June 18 eventually arrived, although Woolf Barnato did not, as he was away on important business. So the Bentley contingent was comprised of Benjy Benjafield and Sammy Davis in 3-liter #7, Frank Clement and Leslie Callingham in the 4.5-liter and George Duller with a sharp-tongued Baron Andre d’Erlanger in another 3-liter, which finished its Le Mans by going off big time at White House. After 137 laps and 1,469 miles, Davis and Benjafield had won in their Bentley Sport at an average of 61.228 mph, and Clement had set the fastest lap on the 10.726-mile circuit of 8 minutes 46 seconds in the Bentley Super Sport. A triumph indeed.

That win was the making of Bentley Motors, even if only briefly. The fickle darlings of London society all wanted a road-going version of the car that won Le Mans, so the company’s finances took on a much more pleasing look.

The team continued to work and train hard for the 1928 Le Mans. W.O.’s car may have won the 1928 Le Mans again, but being a stickler for discipline, he noticed that there were too many “unwanted guests”—like the drivers’ girlfriends and family members—in the Bentley pits, so he issued an instruction for the 1929 race that only those authorized would be allowed in.

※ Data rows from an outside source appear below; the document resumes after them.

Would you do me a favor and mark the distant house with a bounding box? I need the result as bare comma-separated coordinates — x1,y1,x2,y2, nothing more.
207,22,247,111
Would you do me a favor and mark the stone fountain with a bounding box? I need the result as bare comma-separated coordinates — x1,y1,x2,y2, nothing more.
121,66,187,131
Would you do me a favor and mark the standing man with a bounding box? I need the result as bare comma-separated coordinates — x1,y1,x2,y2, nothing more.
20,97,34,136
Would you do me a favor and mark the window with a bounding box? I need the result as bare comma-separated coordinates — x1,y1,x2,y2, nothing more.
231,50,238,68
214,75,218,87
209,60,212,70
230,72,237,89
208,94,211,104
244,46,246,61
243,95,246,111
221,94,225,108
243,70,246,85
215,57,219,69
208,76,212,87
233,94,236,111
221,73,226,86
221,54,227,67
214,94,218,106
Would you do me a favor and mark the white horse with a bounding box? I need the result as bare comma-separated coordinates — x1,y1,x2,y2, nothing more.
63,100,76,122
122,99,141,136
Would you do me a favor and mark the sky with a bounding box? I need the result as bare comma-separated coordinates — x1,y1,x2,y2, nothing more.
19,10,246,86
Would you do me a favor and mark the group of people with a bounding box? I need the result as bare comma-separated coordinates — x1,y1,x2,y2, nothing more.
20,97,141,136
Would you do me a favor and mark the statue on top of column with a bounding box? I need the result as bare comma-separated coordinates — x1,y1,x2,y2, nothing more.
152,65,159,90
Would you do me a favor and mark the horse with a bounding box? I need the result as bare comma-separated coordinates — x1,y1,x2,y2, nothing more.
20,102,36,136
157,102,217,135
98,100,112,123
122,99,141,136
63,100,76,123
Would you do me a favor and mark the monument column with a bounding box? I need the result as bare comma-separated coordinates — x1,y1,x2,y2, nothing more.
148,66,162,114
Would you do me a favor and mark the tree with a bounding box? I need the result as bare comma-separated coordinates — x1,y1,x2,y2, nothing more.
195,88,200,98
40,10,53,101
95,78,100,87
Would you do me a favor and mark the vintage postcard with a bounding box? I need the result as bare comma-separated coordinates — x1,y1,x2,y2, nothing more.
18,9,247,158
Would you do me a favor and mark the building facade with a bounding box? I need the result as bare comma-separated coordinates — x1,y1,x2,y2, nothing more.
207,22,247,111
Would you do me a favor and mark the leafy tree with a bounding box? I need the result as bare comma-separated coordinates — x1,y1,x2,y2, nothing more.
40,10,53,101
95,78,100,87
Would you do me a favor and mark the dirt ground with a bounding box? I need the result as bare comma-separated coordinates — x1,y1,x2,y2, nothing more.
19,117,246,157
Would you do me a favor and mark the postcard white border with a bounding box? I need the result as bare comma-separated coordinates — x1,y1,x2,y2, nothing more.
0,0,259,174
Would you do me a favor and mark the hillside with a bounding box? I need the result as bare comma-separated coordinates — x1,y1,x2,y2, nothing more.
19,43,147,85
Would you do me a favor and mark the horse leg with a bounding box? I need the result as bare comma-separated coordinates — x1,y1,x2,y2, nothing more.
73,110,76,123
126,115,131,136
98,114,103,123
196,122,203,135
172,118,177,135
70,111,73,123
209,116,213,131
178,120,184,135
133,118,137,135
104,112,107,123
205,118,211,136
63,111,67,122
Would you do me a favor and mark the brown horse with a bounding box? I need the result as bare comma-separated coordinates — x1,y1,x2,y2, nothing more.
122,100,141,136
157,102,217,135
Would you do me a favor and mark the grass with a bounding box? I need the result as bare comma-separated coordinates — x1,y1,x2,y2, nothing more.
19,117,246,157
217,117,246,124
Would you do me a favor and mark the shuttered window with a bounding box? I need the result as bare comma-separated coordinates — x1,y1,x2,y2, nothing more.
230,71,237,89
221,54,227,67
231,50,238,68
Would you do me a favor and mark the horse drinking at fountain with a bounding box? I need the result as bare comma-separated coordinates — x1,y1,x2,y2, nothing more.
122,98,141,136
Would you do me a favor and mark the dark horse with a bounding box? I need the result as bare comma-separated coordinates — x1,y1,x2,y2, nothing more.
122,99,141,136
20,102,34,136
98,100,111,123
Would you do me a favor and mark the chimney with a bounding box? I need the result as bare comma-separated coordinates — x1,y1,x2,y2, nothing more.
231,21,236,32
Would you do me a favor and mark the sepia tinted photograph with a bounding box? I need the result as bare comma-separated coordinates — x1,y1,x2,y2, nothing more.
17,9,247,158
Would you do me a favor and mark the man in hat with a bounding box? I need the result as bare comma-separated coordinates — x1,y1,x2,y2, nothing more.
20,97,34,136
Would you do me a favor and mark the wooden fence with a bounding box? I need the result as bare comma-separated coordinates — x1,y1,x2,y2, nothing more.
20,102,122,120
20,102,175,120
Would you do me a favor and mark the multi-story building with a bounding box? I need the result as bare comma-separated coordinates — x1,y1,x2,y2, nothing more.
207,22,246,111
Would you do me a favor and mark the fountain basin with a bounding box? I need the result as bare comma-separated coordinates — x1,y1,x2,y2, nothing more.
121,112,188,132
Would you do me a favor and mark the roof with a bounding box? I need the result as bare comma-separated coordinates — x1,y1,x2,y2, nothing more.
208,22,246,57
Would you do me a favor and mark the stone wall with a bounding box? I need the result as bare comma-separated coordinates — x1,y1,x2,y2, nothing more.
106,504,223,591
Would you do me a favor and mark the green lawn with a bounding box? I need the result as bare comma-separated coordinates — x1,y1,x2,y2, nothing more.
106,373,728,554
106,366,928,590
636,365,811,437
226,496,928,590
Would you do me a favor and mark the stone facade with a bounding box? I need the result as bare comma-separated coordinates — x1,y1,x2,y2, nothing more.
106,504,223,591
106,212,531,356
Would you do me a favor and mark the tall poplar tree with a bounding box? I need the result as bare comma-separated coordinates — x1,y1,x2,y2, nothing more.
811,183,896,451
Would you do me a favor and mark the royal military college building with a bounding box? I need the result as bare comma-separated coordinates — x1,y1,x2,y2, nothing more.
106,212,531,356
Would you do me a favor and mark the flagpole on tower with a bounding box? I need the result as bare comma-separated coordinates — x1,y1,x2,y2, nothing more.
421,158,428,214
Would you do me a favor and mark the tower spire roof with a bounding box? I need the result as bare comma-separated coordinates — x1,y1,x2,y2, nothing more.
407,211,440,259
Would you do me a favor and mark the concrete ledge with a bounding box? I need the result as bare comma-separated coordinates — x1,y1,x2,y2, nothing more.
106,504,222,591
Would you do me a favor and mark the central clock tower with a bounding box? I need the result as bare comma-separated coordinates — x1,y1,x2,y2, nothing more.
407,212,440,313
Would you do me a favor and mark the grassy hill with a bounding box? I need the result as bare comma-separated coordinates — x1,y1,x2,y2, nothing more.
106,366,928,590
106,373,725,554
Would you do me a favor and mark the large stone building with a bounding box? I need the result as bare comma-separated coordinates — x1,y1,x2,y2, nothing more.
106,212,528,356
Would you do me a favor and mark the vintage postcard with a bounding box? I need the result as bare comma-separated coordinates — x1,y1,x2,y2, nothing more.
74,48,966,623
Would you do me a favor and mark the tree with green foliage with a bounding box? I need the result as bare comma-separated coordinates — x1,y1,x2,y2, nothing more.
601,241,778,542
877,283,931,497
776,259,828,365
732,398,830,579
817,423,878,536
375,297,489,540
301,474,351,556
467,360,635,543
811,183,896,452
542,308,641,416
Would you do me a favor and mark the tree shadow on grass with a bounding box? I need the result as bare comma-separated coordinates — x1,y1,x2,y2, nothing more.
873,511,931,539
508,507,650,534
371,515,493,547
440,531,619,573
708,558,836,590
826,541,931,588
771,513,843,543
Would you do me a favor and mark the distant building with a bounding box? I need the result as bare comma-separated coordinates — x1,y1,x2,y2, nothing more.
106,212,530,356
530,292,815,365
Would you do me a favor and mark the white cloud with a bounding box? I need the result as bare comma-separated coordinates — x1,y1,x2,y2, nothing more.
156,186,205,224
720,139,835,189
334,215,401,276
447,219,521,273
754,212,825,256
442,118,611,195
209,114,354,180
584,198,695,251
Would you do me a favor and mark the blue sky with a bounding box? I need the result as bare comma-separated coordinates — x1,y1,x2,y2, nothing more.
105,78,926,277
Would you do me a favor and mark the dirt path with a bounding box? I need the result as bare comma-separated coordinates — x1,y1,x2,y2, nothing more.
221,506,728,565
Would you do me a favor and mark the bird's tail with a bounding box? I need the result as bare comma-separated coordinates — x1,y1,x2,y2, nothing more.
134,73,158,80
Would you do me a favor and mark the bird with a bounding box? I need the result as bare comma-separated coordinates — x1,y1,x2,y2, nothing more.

Believe it or not, the 1929 24 Hours of Le Mans was a rather boring race over a new track that did not take in the suburbs of Le Mans. The race was so slow that Glen Kidston actually stopped his 4.5-liter Bentley and called into the Café de l’Hippodrome for a drink! The whole thing was a walkover for the Bentleys, and it set winner Woolf Barnato on the road to making motor racing history. He and Tim Birkin won the race in a 6.6-liter Bentley Speed Six at an average of 73.186 mph. Second were Jack Dunfee and Kidston in the 4.5-liter, 3rd Benjy Benjafield and Andre d’Erlinger also in a 4.4-liter and 4th Frank Clement and Jean Chassagne bringing up the rear in the third Bentley 4.4.

Such glory, but at a price. Bentley Motors was all but broke by the time of its last Le Mans win, so the company was sold to Rolls Royce, but that’s another story.

By the time the BBC TV camera had stopped whirring, W.O. was all in, but he couldn’t resist showing the crew handsome models of all his Le Mans-winning racing cars before he was helped to bed by his housekeeper. After he left, both Brian and I had little to say to each other, as we quietly mulled over the labored answers of one of motor sport’s truly great men.

W.O. Bentley died soon afterward, on August 13, 1971 at the age of 82.